Despite the cheery note, Monmayuri shares she has faced a few offensive situations at the workplace, too. One time, a male colleague referred to her as an ‘alpha female’. At the time, she didn’t take it as a derogatory description. “However, upon understanding the context further, it was not only an incorrect judgement but also incredibly sexist, she says.
In another instance, she was faced by a superior at work who asked her to disclose sensitive details about activities outside work. All this because she had taken up modeling and ballet dancing as hobbies. She spoke to the HR, affirming her legal rights in the given scenario which led to the manager in question being apprehended.
Gender Bias at Workplace
“Women at the workplaces are often planning careers around outdated policies, especially those that relate to eligibility of maternity leave, prospects of career progress when someone’s taken maternity leaves. Women continue to go through biological transformation as they juggle careers and other aspects of life, and workplace policies that do not support and are contributing to their under-participation or withdrawal from the workforce,” rues Monmayuri. She believes that more work needs to be done around parental leave policies that promote the widespread discrimination of women.

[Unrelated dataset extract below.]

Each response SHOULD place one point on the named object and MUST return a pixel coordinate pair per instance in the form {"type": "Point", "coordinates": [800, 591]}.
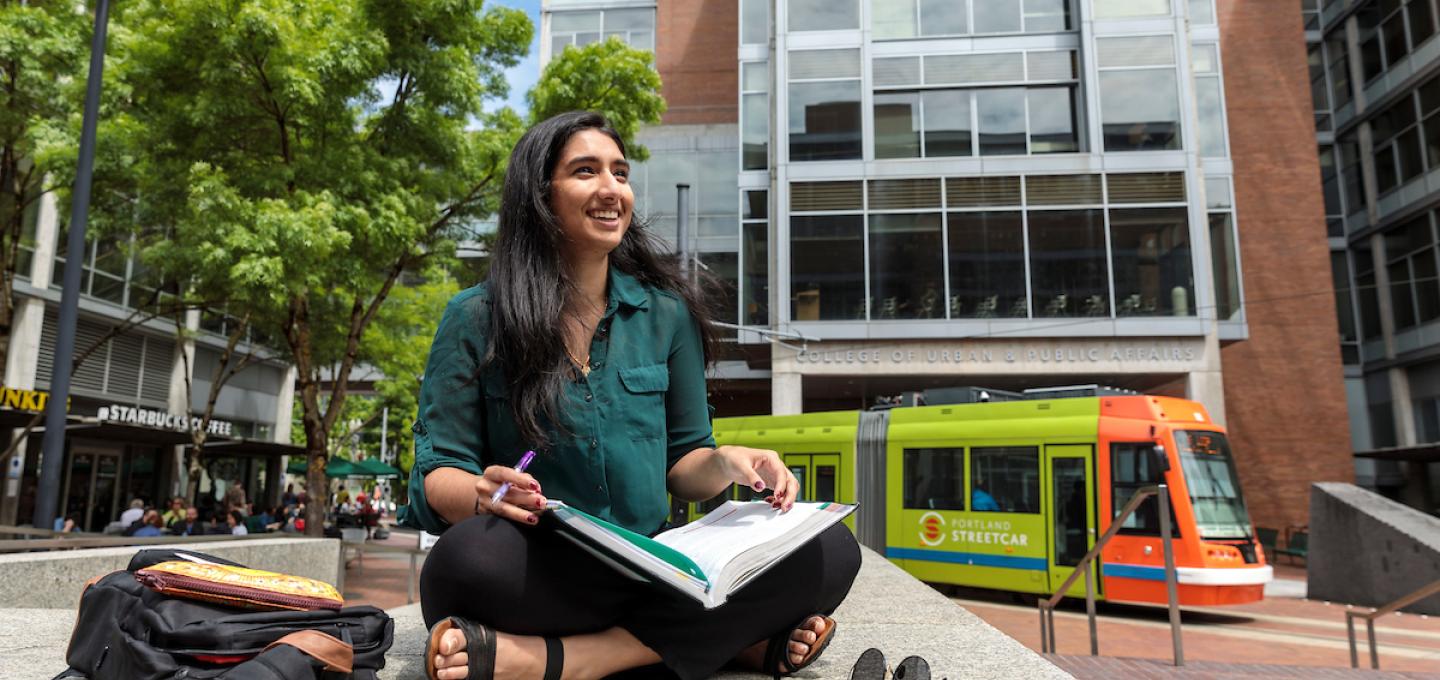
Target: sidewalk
{"type": "Point", "coordinates": [1283, 628]}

At GitLab, the phrase “Diversity, Inclusion & Belonging” (or DIB) refers to the initiative to create a diverse workforce and an environment where everyone can be their full selves. “The term Belonging refers to when you feel your insights and contributions are valued. It goes back to team members feeling they can bring their full selves to work. It’s not enough to simply include people to have a “seat at the table”, but it’s important to amplify everyone’s voices, remove barriers and appreciate each other for their unique backgrounds,” she explains .

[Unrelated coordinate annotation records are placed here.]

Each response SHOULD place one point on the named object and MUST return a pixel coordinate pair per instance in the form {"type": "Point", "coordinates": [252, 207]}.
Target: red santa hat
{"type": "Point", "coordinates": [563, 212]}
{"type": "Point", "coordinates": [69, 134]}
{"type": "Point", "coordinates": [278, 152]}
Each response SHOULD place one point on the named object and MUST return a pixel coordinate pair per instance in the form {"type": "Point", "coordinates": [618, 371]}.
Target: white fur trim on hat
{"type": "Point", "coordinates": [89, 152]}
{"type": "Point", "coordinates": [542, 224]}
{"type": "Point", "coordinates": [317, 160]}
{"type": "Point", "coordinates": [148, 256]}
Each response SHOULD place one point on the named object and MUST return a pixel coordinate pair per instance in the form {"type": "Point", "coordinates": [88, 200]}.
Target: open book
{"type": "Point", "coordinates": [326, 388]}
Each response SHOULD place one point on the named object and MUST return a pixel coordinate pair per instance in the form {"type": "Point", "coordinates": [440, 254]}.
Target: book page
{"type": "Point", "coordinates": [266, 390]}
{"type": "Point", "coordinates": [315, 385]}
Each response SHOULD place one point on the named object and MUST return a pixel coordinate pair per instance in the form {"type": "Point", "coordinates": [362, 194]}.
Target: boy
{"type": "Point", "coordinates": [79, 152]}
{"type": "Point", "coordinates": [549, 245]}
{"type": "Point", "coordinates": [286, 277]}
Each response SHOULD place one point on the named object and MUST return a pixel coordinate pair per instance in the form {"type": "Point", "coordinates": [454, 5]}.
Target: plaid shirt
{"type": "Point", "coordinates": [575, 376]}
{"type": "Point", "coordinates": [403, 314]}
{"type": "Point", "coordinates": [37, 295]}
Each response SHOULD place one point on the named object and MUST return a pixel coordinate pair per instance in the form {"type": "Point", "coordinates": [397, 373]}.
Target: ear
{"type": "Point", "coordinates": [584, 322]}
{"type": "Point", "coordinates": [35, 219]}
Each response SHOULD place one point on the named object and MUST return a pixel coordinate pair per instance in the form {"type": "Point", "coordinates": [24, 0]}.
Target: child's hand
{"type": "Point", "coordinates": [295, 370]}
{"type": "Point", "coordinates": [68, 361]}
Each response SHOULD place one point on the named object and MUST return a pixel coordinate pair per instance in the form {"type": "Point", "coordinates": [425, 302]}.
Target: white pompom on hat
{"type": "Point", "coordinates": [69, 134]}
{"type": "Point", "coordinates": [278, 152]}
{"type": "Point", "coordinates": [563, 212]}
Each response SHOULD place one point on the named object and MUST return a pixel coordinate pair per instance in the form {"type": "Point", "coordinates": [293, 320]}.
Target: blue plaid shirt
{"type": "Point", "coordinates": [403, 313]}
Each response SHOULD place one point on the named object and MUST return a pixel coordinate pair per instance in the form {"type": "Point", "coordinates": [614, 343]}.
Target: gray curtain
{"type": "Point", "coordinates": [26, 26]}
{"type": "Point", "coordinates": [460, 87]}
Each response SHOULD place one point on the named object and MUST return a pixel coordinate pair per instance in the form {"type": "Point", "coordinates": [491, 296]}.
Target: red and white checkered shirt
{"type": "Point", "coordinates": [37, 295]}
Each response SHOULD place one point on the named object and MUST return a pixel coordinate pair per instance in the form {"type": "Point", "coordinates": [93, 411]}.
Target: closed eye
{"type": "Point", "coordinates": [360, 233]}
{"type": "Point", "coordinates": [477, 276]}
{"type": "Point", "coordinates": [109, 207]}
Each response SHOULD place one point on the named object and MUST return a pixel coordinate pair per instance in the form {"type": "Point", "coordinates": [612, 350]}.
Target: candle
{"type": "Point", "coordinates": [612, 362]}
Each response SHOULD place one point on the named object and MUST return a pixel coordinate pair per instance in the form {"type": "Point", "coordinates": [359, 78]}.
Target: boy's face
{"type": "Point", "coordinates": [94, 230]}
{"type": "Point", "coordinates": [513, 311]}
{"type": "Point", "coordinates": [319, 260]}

Additionally, a big hindrance in achieving equality stems from our personal biases, she believes. “Equality requires humans to learn to de-bias how we live, learn and work. Fundamental to gender equality is how men and women de-bias how they perceive the other gender,” opines Monmayuri.
She also refers to Daniel Kahneman’s book ‘Thinking, Fast and Slow’ which solidifies the argument that the human brain is biased and decision-making, in turn, is a highly biased process where the mind is controlled to see weighted information. “My request to the next generation of both men and women would be to ‘think fast and slow’ and in that process, de-bias through genuine data points and metrics in order to create a fair and equitable workplace,” she urges.
While the last few months have been very difficult for everyone in the world, she believes that the human race has coped tremendously. “Personally, it has been heartening to see women finding what’s already natural to them to cope. Whether it’s putting their natural multi-tasking skills on overdrive, relying on their maternal instincts to survive or the ability to be creative and continue thriving,” she gushes.
The journey to a more diverse and equitable workplace takes time, and fortunately, we are on our way, she believes. There are plenty of valid discussions about gender diversity but Monmayuri is interested in the acceptance of diversity, which is a larger economic, political, socio-economic question.
“Diversity is about accepting differences and not forcing men or women, engineers, data artists or decision scientists to fit into the same mould. As we advance towards a data-driven future, AI will require not just data and engineering skills but increasingly, there will be a need to emphasise judgment, decision-making and people skills that transcend gender, backgrounds and limiting job titles or career paths,” she says.